At least two Syrian diaspora groups, Raqqa Is Slowly Dying and the Manchester-based Rethink Rebuild Society, immediately rebuffed those comments, warning instead that targeting oilfields would have no positive impact for the coalition or for Syrian citizens--and could in fact send ISIS an influx of new recruits.
As Raqqa Is Slowly Dying's Sarmad Al Jilane wrote in a blog post published Monday, the U.S.-led coalition already conducting airstrikes in Syria has made no progress against ISIS. "[T]he oil extraction operations were not affected significantly because the extraction methods are primitive, and the bombing of these wells will not detriment to the financial cycle associated to the oil sector," Al Jilane wrote.
Middle East experts have also cautioned that targeting oilfields cuts off Syrian civilians from the infrastructure that they depend on for daily life and stirs opposition to the West's cause.
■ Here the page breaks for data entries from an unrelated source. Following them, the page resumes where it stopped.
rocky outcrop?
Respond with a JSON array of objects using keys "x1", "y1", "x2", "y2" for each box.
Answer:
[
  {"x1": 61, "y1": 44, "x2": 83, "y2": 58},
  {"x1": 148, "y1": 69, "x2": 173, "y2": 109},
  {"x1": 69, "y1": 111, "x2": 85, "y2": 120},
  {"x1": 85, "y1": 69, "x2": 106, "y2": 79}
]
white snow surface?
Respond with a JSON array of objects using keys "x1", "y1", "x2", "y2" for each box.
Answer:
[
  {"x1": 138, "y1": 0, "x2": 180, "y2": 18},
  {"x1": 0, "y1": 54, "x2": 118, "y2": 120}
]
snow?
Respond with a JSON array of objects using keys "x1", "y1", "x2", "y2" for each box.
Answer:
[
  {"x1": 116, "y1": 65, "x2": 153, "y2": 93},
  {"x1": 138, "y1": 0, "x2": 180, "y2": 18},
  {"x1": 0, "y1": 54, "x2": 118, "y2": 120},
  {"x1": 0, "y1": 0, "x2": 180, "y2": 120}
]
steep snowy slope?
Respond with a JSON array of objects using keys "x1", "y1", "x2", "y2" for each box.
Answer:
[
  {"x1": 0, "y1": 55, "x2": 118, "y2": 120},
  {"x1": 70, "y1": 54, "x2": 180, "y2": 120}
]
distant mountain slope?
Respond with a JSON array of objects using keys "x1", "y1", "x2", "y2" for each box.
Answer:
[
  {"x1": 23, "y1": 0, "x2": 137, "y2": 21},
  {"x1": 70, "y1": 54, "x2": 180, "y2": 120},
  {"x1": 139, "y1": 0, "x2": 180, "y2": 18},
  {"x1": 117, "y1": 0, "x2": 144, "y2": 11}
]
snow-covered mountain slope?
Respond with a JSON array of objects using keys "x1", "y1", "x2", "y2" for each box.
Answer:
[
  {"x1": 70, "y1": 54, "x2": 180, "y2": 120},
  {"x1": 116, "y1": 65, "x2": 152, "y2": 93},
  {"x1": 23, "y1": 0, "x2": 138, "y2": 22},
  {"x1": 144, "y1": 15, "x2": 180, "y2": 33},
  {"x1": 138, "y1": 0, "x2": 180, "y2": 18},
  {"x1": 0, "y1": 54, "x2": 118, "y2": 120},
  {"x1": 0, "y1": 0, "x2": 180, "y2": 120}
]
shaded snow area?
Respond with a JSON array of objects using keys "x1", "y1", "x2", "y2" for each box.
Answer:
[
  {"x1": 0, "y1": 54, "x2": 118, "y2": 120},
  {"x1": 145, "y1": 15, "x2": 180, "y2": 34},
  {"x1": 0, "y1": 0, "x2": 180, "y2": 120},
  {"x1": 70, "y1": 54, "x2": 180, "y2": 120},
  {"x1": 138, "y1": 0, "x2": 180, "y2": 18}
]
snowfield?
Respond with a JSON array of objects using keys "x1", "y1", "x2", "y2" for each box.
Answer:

As Tim Eaton, project manager for Chatham House's Syria and Its Neighbours Policy Initiative, told the Guardian on Thursday:
What happens a lot of the time is that we are presented with this premise that bombing terrorists is a good thing to do and that we oppose Isis and that there may be some civilian casualties which are unfortunate collateral in those strikes.
Taking out oil at the well-head means that while Isis is unable to generate profit from the sale of that oil, civilians that rely on it to heat their homes and run their vehicles will no longer have it.
What we often do not consider is that even soft targets such as oil infrastructure and the infrastructure targets that the defence secretary was talking about today in IS-controlled areas are also the infrastructure that the civilians in those areas rely upon.
Much has been made of Shadow Foreign Secretary and Labour MP Hilary Benn's impassioned speech during the debate in the House of Commons, which some said was instrumental in galvanizing a 'Yes' vote by calling for the UK to "confront the evil" of ISIS. But out of the frenzy of lavishing responses, some critical voices emerged to castigate Benn for his "familiar invocation of the just war doctrine," as British journalist Sam Kriss put it in a piece for VICE.
"For those who stand in solidarity with the Syrian people, you cannot say that the decision to send more bombs by the U.K. airplanes will do anything to help them." --Asad Rehman
Benn's speech "was not the masterstroke of a consummate statesman; it was disingenuous nonsense," Kriss wrote. "Benn has form here: he voted for the 2003 war in Iraq (making him far more responsible for the rise of Isis than some of the people who will die in the airstrikes he's so passionately promoting) and the disastrous 2011 air war in Libya.... As if our sincere good wishes mean anything when we're lobbing bombs at a city from 30,000 feet."
The UK-based Stop the War Coalition also expressed its opposition to the authorization, stating Thursday, "There is no good case for British airstrikes in a war which is already seeing the two major military powers, the U.S. and Russia, bombing Syria."
"A new war will not increase the prospects of peace in Syria, nor will the British people be safer from terrorism," the group said.
As the coalition's former national organizer Asad Rehman toldDemocracy Now! on Thursday, "We know that the Syrian people have endured a tragic, violent war. Millions of people have been forced to be refugees. And hundreds of thousands of people continue to be killed each year. And they're being killed by the bombs of all sides. And for those who stand in solidarity with the Syrian people, you cannot say that the decision to send more bombs by the U.K. airplanes will do anything to help them."